07/06/2022
Concordo. 🤗
(Auto) Crítica e Clínica
Tenho ouvido que, diante da tomada de consciência racial, de gênero e sexual, de classe, cada vez as pessoas têm buscado psicoterapias que tenham leituras críticas acerca destas realidades.
Obviamente que este não é um movimento geral, nem por parte de analisandas(os), nem por parte de psicólogas(o). Pois nas duas realidades, há ainda quem se contente com clínicas que discutem o supra-sumo das leituras intrapsíquicas, psicologizadas e até psicopatologizantes.
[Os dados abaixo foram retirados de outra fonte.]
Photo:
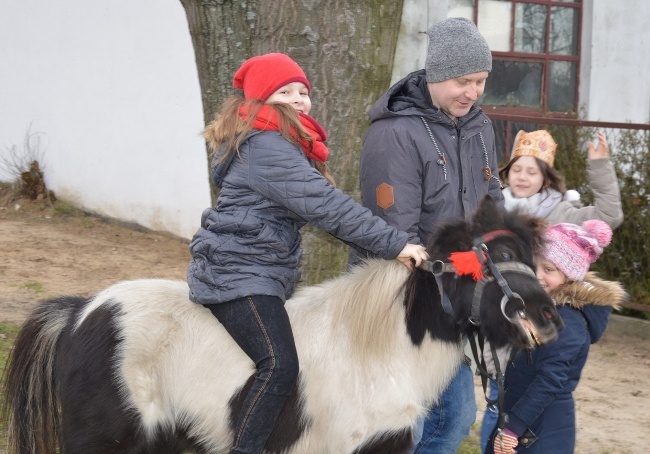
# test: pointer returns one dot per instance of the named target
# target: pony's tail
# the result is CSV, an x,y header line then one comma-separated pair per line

Repito veementemente que as(os) psicólogas(os) que não alocam em condição de centralidade os processos de raça, classe, gênero e sexualidades como constitutivos de processos de subjetivação e, por consequência, de sofrimento individual ou coletivo, recaem em leituras reducionistas da realidade.
Algumas correntes de pensamento reforçam esta construção de um sujeito psi puro e abstrato, fazendo com que seus seguidores sejam habilidosos aplicadores de técnicas de análise, inclusive, alguns deles especialistas nestas.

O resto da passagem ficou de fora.